Friday, October 01, 2010

Stone Tool Use on Flores Was Earlier Than Previously Thought

Mike Morwood and Adam Brumm, who have working on the island of Flores have discovered tools that are around one million years old. According to a story by Anna Salleh on ABC Science:
The tools came from an entirely new site in the Soa basin, to the east of Liang Bua cave, where the 18,000-year-old 'hobbit', Homo floresiensis was found. The tools, which could only have been made by early humans, were in the very bottom sediment layers of the site, just above the bedrock.
Back in 1994, I was shown a cast of a hominid that had been found in Indonesia, by the late Grover Kranz, in which he argued that the placement of some very primitive crests on the base of the skull placed it either in late Australopithecus or early Homo habilis.

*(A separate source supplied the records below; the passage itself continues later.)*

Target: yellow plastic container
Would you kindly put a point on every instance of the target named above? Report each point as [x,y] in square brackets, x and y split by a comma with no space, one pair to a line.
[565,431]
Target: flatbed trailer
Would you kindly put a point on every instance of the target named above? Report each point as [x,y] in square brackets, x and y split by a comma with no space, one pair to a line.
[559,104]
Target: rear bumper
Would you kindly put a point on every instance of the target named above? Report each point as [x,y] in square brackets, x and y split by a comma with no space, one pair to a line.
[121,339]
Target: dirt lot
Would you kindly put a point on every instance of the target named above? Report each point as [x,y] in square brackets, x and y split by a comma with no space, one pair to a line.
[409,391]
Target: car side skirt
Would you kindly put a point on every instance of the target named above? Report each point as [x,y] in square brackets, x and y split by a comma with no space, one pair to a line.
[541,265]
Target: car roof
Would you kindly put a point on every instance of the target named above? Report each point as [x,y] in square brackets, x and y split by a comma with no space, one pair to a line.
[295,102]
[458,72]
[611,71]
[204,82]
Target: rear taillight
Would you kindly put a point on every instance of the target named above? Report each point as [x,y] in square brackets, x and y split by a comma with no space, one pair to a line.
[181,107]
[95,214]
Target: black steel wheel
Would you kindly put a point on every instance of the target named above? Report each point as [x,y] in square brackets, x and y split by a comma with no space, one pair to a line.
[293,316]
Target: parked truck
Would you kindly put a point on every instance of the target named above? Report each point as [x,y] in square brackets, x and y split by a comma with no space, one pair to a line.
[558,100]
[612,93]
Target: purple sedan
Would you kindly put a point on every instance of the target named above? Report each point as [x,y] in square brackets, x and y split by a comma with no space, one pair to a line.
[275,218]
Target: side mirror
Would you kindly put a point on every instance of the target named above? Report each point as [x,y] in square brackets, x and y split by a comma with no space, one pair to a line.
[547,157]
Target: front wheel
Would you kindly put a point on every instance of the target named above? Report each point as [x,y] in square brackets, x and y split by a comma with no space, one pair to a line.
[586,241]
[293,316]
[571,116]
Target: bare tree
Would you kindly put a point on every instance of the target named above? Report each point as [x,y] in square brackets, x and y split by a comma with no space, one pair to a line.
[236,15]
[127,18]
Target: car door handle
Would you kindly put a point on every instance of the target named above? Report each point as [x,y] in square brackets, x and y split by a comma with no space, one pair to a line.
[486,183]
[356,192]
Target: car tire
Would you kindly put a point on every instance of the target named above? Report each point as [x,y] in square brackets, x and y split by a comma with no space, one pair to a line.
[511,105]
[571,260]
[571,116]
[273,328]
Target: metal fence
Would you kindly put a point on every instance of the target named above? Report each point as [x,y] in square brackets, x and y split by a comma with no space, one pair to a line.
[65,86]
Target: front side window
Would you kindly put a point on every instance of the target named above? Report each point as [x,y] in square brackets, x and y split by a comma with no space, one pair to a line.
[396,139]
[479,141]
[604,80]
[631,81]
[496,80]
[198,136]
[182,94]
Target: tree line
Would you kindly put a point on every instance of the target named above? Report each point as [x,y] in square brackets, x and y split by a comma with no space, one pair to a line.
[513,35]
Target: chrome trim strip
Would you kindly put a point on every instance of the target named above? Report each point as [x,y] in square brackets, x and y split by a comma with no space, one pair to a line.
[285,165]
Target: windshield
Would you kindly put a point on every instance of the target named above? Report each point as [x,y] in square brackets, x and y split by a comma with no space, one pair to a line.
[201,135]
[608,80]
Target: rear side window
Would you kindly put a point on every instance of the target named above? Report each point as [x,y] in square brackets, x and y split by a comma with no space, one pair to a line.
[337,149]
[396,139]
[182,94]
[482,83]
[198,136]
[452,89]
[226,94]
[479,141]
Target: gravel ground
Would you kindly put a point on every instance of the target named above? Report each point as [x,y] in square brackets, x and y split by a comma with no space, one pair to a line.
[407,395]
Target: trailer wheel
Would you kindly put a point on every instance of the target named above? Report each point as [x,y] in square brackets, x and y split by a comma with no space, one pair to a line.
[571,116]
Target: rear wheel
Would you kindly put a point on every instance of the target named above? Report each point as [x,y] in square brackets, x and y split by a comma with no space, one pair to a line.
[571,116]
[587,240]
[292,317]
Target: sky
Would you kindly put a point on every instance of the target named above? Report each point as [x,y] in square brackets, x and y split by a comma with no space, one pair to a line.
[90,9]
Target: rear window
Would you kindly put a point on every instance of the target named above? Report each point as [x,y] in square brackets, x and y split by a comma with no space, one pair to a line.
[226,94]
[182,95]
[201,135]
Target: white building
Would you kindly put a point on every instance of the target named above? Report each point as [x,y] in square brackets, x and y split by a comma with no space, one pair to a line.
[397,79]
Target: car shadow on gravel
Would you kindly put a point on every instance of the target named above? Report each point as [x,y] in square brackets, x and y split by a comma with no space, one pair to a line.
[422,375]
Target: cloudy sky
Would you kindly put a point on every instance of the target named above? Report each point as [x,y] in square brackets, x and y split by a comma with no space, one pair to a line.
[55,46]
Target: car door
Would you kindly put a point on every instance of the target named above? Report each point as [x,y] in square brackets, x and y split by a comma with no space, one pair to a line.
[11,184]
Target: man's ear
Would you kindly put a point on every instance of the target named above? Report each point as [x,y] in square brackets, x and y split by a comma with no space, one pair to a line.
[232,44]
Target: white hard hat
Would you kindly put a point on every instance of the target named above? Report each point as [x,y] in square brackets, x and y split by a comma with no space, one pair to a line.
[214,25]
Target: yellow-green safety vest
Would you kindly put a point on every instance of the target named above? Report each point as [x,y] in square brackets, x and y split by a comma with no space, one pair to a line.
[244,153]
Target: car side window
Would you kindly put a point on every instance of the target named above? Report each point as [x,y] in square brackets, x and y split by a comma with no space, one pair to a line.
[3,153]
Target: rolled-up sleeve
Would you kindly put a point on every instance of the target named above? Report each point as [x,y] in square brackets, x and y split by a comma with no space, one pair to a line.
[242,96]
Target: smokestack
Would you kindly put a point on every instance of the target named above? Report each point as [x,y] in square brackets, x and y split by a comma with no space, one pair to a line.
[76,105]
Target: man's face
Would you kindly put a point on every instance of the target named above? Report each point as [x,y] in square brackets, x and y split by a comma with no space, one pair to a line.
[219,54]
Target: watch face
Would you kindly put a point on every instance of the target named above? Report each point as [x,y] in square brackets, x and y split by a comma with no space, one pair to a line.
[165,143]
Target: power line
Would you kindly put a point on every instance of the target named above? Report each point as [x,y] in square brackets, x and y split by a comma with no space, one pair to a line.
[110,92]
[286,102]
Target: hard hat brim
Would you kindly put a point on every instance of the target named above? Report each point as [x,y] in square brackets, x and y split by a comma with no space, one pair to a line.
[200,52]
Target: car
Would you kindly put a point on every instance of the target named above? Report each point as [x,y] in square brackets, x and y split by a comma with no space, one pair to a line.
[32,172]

This is similar to an argument that has been made by Don Tyler at the University of Idaho, who posits that there was a hominid form in Indonesia he dubs Meganthropus that was more primitive than the later Homo erectus forms. If it does turn out that the tools were made by a hominid form other than Homo erectus, it would add credence to these arguments. We do know that a very primitive form of Homo erectus/ergaster was knocking at the gates of Europe around 1.8 million years. It is not out of the question that such a form would made its way to Indonesia between 500 and 800 k years later.